Any of the embodiments described herein are operable in a home environment, public facility, or in a medical environment, such as an emergency room, critical care facility, intensive care unit, hospital room, or medical professional patient treatment area. For example, the split analyzer is operable in a critical care facility where the sample module is positioned in proximate contact with a subject or patient during use and where the base module is positioned on a support surface, such as a rack, medical instrumentation rack, table, or wall mount.
In one embodiment of the invention, at least a portion of the sample module is movable with respect to a subject or patient sample site along any of the x-, y- , and z-axes, and/or in terms of rotation or tilt. For example, the sample site, such as a forearm remains stationary while at least a portion of the analyzer, such as the sample probe head, moves to interface with the sample in terms of an X-, y-, and/or z-axis and/or with respect to rotation or tilt.
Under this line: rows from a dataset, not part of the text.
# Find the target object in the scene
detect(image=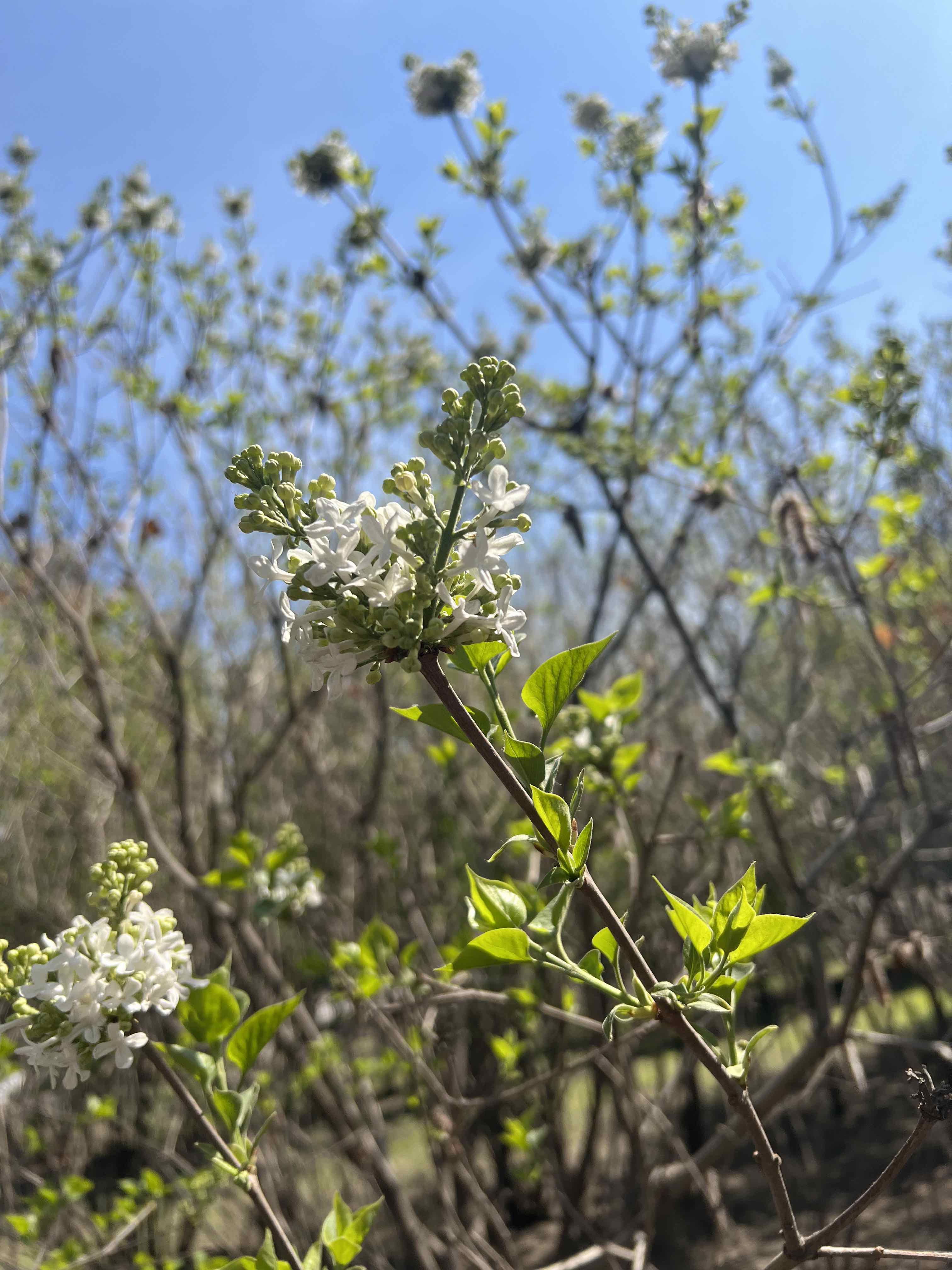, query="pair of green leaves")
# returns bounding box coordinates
[174,978,303,1083]
[222,1231,291,1270]
[314,1191,383,1270]
[453,865,532,970]
[655,864,812,966]
[522,631,617,749]
[532,785,594,885]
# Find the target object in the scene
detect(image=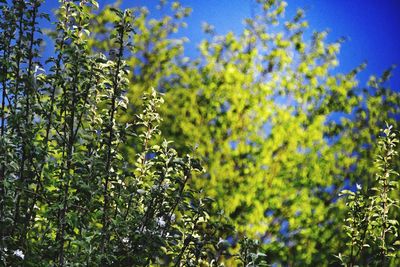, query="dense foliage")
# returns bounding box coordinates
[0,0,400,266]
[0,0,268,266]
[87,0,400,266]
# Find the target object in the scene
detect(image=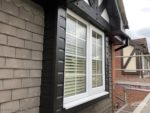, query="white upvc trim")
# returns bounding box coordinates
[63,91,109,109]
[63,9,109,109]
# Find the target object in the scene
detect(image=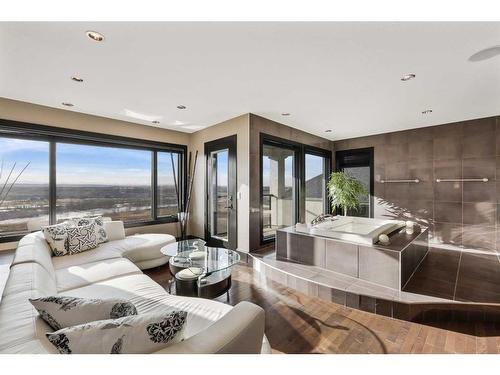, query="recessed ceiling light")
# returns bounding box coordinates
[85,30,104,42]
[469,46,500,62]
[401,73,416,81]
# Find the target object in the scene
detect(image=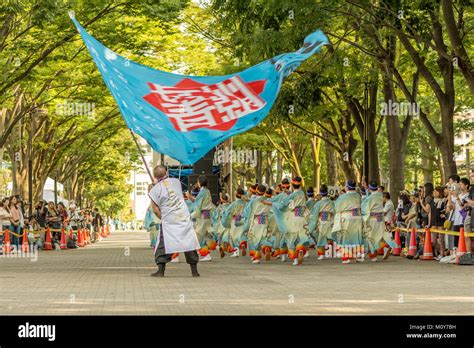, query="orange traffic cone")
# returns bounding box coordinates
[456,227,467,264]
[3,228,12,255]
[392,227,402,256]
[408,227,416,257]
[421,227,433,260]
[43,227,53,250]
[59,228,67,250]
[21,230,30,253]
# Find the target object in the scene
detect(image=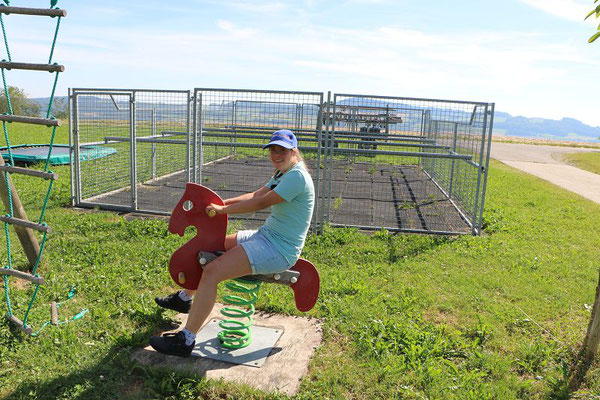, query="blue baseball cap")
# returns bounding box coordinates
[263,129,298,149]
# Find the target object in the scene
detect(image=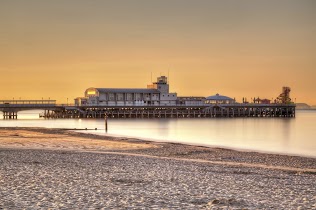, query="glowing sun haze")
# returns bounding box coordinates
[0,0,316,105]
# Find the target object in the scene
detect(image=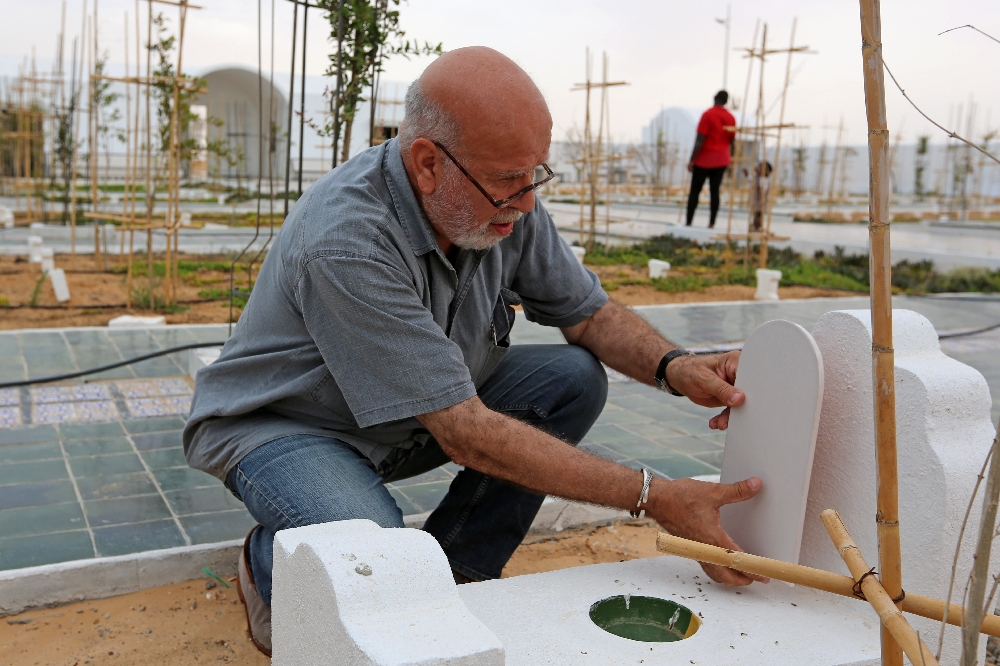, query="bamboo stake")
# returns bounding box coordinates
[820,509,936,666]
[656,532,1000,637]
[861,0,903,666]
[962,432,1000,666]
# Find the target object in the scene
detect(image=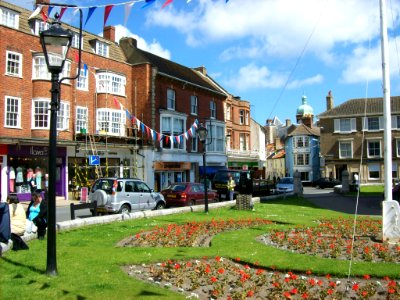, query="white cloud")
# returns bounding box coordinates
[115,25,171,59]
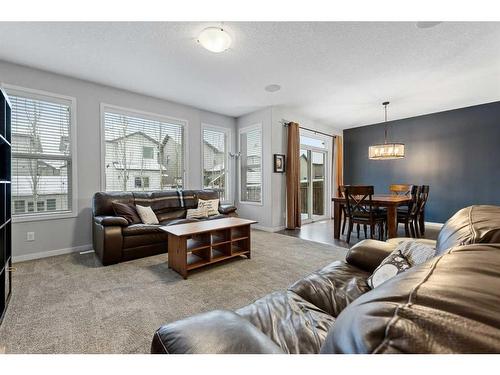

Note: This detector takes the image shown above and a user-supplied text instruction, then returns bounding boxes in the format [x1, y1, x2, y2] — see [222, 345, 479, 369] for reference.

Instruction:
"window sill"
[12, 212, 78, 224]
[240, 201, 264, 206]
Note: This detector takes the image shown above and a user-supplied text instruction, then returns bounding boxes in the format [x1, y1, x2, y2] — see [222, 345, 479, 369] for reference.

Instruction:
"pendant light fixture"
[368, 102, 405, 160]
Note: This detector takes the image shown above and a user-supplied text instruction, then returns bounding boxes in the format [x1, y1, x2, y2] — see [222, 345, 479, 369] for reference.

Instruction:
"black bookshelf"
[0, 88, 12, 324]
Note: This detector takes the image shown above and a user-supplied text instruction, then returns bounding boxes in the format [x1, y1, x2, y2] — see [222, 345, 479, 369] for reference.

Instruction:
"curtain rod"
[281, 120, 337, 138]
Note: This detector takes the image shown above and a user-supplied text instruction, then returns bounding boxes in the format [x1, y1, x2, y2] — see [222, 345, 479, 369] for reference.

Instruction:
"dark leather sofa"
[151, 206, 500, 354]
[92, 190, 236, 266]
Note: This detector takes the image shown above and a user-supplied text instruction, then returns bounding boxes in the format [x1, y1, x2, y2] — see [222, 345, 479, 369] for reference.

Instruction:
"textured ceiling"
[0, 22, 500, 128]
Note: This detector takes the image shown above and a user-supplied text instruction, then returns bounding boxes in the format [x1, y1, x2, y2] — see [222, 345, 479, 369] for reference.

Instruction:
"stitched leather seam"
[464, 206, 476, 245]
[155, 331, 169, 354]
[372, 252, 449, 354]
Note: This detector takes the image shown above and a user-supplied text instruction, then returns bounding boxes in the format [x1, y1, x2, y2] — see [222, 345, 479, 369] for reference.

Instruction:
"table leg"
[168, 234, 187, 279]
[333, 202, 341, 239]
[387, 206, 398, 238]
[417, 211, 425, 237]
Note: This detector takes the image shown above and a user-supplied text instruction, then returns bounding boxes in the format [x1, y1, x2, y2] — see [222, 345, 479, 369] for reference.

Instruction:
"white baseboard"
[12, 244, 92, 263]
[252, 224, 285, 232]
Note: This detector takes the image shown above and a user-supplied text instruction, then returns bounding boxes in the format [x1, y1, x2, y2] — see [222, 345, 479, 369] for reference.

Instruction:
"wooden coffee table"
[161, 217, 256, 279]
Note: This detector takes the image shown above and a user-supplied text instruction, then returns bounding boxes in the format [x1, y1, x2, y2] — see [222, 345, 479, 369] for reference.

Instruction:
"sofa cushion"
[155, 209, 186, 223]
[321, 244, 500, 353]
[135, 204, 160, 224]
[186, 207, 208, 219]
[122, 224, 165, 236]
[160, 219, 200, 226]
[236, 291, 335, 353]
[198, 199, 219, 216]
[111, 202, 141, 224]
[151, 310, 282, 354]
[436, 205, 500, 254]
[288, 261, 370, 317]
[345, 239, 397, 273]
[92, 192, 134, 216]
[367, 240, 436, 288]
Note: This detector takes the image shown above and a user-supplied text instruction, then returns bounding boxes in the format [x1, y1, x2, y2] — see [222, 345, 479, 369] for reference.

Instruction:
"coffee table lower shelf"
[164, 219, 253, 279]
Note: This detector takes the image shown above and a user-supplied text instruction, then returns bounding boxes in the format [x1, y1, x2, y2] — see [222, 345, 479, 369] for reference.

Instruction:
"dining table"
[332, 194, 411, 239]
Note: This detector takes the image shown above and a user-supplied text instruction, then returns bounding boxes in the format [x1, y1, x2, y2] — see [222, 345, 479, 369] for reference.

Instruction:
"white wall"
[236, 106, 342, 231]
[0, 61, 236, 260]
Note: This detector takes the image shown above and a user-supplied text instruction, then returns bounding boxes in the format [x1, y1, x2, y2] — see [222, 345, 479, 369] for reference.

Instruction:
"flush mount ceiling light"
[368, 102, 405, 160]
[198, 27, 231, 53]
[264, 84, 281, 92]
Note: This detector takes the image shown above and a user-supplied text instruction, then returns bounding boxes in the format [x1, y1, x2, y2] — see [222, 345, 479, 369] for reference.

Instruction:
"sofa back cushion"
[112, 202, 142, 224]
[321, 244, 500, 353]
[92, 190, 219, 221]
[436, 205, 500, 254]
[92, 192, 135, 216]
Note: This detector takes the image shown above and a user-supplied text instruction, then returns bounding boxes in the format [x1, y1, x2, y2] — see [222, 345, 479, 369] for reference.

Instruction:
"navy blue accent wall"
[344, 102, 500, 223]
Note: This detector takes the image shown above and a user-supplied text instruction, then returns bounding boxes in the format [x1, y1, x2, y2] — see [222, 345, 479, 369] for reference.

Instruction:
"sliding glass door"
[300, 134, 329, 223]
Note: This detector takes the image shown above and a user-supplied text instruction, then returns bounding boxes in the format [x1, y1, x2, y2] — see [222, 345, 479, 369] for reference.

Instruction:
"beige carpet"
[0, 231, 346, 353]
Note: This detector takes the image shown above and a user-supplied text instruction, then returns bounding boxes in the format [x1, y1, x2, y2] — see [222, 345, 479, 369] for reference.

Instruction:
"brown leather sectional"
[92, 190, 236, 266]
[151, 206, 500, 354]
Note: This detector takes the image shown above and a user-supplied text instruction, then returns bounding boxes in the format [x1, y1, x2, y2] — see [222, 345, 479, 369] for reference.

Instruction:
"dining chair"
[397, 185, 421, 238]
[389, 184, 413, 196]
[343, 185, 387, 243]
[337, 185, 347, 234]
[417, 185, 430, 236]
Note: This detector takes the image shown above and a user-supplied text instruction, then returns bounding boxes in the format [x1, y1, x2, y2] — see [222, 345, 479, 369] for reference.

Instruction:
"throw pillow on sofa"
[111, 202, 142, 225]
[186, 207, 208, 219]
[198, 199, 219, 216]
[367, 241, 436, 289]
[135, 204, 160, 224]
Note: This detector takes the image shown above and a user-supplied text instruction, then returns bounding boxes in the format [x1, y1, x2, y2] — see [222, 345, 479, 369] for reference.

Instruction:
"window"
[7, 88, 76, 220]
[102, 106, 186, 191]
[36, 201, 45, 212]
[239, 124, 262, 203]
[47, 198, 56, 211]
[14, 201, 26, 214]
[134, 177, 149, 188]
[202, 126, 230, 202]
[142, 146, 153, 159]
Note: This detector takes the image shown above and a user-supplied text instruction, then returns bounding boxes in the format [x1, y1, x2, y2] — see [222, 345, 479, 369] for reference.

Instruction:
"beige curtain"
[286, 122, 301, 229]
[333, 135, 344, 197]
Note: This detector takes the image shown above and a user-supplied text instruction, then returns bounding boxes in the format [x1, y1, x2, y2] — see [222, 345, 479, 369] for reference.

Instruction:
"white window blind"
[104, 108, 184, 191]
[9, 90, 72, 215]
[202, 127, 229, 201]
[240, 126, 262, 203]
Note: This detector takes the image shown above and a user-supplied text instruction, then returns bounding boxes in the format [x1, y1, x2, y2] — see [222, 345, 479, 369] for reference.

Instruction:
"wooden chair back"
[418, 185, 429, 212]
[389, 184, 413, 196]
[408, 185, 421, 217]
[343, 185, 374, 219]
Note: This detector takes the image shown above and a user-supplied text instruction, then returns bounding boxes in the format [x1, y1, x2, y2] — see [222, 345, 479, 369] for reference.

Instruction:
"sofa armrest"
[151, 310, 283, 354]
[219, 204, 236, 215]
[387, 237, 436, 249]
[345, 240, 397, 272]
[94, 216, 128, 227]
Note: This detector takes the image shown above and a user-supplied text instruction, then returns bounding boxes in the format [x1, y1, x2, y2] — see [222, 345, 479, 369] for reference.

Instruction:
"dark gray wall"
[344, 102, 500, 223]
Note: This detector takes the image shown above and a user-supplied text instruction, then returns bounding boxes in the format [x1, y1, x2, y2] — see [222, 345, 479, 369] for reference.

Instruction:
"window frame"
[200, 122, 234, 204]
[142, 146, 155, 160]
[238, 122, 264, 206]
[1, 83, 78, 223]
[99, 102, 189, 191]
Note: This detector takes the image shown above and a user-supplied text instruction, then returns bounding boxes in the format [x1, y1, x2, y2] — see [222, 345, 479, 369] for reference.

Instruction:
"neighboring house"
[12, 133, 68, 214]
[105, 131, 184, 191]
[203, 140, 227, 198]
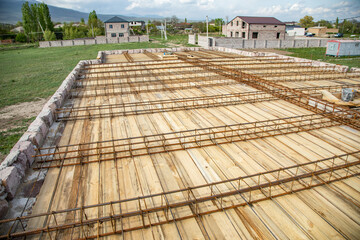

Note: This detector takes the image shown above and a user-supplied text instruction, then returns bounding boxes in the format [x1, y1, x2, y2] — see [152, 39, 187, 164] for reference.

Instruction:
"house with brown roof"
[104, 17, 130, 38]
[223, 16, 285, 40]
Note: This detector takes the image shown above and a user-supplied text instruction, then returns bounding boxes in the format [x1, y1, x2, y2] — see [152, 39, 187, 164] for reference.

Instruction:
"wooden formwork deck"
[3, 51, 360, 239]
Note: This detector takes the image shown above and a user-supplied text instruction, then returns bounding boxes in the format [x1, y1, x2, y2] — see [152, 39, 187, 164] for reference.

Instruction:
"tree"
[315, 19, 333, 28]
[88, 10, 105, 37]
[335, 17, 339, 28]
[88, 10, 99, 28]
[15, 33, 27, 42]
[300, 15, 314, 28]
[21, 2, 54, 41]
[170, 15, 179, 26]
[44, 29, 56, 41]
[215, 18, 224, 27]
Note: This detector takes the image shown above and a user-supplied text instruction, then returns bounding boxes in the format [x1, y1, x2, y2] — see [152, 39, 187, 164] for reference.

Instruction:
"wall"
[198, 35, 210, 47]
[207, 36, 330, 48]
[39, 35, 149, 48]
[0, 59, 101, 217]
[105, 22, 129, 38]
[188, 34, 196, 44]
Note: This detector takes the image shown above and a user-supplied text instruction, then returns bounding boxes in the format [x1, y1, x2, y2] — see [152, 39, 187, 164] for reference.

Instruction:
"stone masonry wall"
[39, 35, 149, 48]
[197, 35, 330, 48]
[0, 58, 101, 218]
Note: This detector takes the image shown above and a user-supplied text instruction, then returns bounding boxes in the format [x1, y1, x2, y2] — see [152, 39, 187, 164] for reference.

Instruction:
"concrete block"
[13, 151, 29, 178]
[0, 166, 21, 200]
[38, 108, 54, 128]
[39, 41, 50, 48]
[50, 41, 62, 47]
[0, 150, 20, 170]
[0, 200, 9, 219]
[73, 39, 85, 46]
[62, 40, 74, 47]
[28, 117, 49, 137]
[0, 150, 29, 177]
[84, 39, 96, 45]
[15, 141, 35, 166]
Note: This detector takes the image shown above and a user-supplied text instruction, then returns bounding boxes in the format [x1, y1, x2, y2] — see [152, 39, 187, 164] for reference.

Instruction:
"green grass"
[150, 34, 198, 47]
[0, 117, 35, 157]
[0, 42, 167, 108]
[285, 48, 360, 68]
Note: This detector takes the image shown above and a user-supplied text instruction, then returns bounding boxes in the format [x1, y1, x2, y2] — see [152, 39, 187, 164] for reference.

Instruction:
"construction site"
[0, 48, 360, 239]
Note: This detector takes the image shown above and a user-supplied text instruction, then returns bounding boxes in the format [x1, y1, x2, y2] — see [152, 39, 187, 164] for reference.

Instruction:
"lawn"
[0, 42, 167, 108]
[285, 48, 360, 68]
[150, 34, 198, 47]
[0, 42, 167, 158]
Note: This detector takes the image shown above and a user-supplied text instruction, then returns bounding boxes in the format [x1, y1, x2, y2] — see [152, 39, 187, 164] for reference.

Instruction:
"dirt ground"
[0, 98, 47, 163]
[0, 98, 47, 131]
[242, 48, 292, 55]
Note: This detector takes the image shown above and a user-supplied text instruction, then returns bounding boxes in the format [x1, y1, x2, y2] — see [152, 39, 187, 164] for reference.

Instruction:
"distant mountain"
[0, 0, 162, 24]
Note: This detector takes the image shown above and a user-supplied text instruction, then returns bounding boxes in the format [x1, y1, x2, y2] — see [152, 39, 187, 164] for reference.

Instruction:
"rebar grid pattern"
[36, 113, 340, 168]
[173, 55, 360, 129]
[0, 151, 360, 239]
[0, 49, 360, 239]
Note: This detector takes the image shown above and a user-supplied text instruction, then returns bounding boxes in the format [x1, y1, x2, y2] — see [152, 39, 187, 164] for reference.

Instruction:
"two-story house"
[223, 16, 285, 40]
[105, 17, 129, 38]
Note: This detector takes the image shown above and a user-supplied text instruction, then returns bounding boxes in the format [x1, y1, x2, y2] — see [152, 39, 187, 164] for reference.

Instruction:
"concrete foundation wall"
[39, 35, 149, 48]
[0, 58, 101, 215]
[205, 35, 329, 48]
[188, 34, 196, 44]
[84, 39, 96, 45]
[198, 35, 209, 47]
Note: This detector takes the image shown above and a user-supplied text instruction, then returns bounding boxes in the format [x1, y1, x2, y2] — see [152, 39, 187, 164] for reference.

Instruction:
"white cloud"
[333, 1, 351, 8]
[301, 7, 331, 15]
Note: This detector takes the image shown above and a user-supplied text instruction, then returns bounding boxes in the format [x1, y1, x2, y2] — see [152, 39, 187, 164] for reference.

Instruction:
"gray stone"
[13, 152, 29, 178]
[0, 200, 9, 219]
[0, 166, 21, 200]
[38, 108, 54, 128]
[0, 150, 20, 170]
[15, 141, 35, 166]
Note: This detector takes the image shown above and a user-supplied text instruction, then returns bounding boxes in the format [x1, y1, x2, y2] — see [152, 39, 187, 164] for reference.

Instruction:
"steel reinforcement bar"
[56, 91, 278, 121]
[0, 151, 360, 239]
[60, 84, 360, 121]
[72, 73, 226, 92]
[70, 77, 239, 98]
[34, 114, 340, 169]
[78, 62, 316, 78]
[175, 54, 360, 130]
[82, 56, 300, 71]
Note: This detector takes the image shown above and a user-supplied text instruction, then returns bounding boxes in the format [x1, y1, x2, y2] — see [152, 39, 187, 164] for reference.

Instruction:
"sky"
[43, 0, 360, 21]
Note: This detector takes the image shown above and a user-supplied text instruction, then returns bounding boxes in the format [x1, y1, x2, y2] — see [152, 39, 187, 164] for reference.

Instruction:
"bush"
[44, 30, 56, 41]
[15, 33, 27, 42]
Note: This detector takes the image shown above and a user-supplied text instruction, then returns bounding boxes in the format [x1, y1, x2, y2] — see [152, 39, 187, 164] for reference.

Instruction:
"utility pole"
[206, 16, 209, 48]
[160, 23, 164, 39]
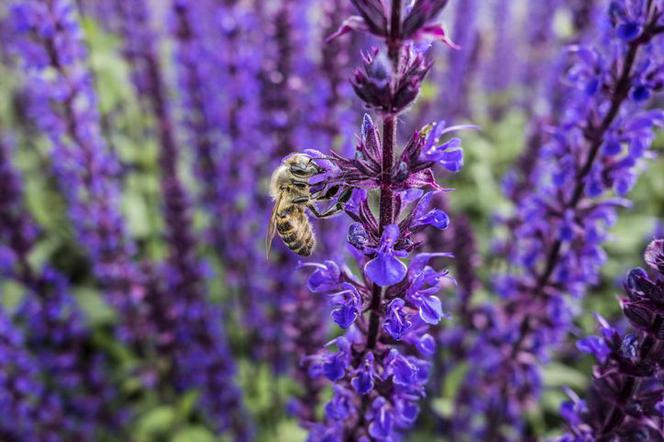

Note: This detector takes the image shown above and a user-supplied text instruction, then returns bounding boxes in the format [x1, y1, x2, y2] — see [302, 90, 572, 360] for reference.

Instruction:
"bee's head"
[283, 153, 324, 178]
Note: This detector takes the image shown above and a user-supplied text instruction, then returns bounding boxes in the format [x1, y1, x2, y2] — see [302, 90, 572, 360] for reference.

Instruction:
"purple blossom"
[455, 2, 662, 438]
[115, 0, 252, 440]
[12, 0, 151, 344]
[364, 224, 407, 287]
[298, 0, 462, 441]
[561, 239, 664, 441]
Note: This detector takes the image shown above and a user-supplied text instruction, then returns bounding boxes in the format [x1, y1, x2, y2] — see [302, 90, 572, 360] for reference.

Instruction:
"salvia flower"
[298, 1, 463, 441]
[561, 239, 664, 442]
[116, 0, 252, 440]
[455, 2, 664, 438]
[12, 0, 150, 343]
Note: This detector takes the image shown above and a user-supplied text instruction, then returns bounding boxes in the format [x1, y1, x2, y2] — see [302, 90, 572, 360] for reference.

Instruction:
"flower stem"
[367, 0, 401, 349]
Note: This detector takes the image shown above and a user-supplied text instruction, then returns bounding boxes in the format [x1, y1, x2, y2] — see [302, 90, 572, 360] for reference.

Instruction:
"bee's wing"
[265, 194, 283, 258]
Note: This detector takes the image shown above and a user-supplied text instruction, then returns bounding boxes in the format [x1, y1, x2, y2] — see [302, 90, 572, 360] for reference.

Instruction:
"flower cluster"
[561, 239, 664, 442]
[294, 0, 470, 440]
[115, 0, 251, 440]
[12, 0, 152, 343]
[0, 126, 122, 440]
[457, 1, 664, 437]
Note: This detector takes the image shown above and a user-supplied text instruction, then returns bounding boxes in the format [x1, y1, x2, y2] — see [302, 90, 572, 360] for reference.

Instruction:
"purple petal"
[364, 253, 408, 287]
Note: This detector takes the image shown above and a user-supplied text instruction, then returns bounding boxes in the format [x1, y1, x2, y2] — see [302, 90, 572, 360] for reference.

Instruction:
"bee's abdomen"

In another embodiment of the invention the components defining the optical train of an analyzer are moved as a unit to reposition the sample probe tip relative to a sample site. Moving the optical units of an analyzer together allows for fixed optics or optics with tighter constraints in terms of movement than a fiber optic. For instance moving the sample probe head to the sample does not change the collection optic pathway so that collection optics can spatially fixed or controlled in terms of optically coupling the tip of the fiber bundle to the detection element. In one case, optics in the optical train from the sample to the detector are moved together in a controlled fashion.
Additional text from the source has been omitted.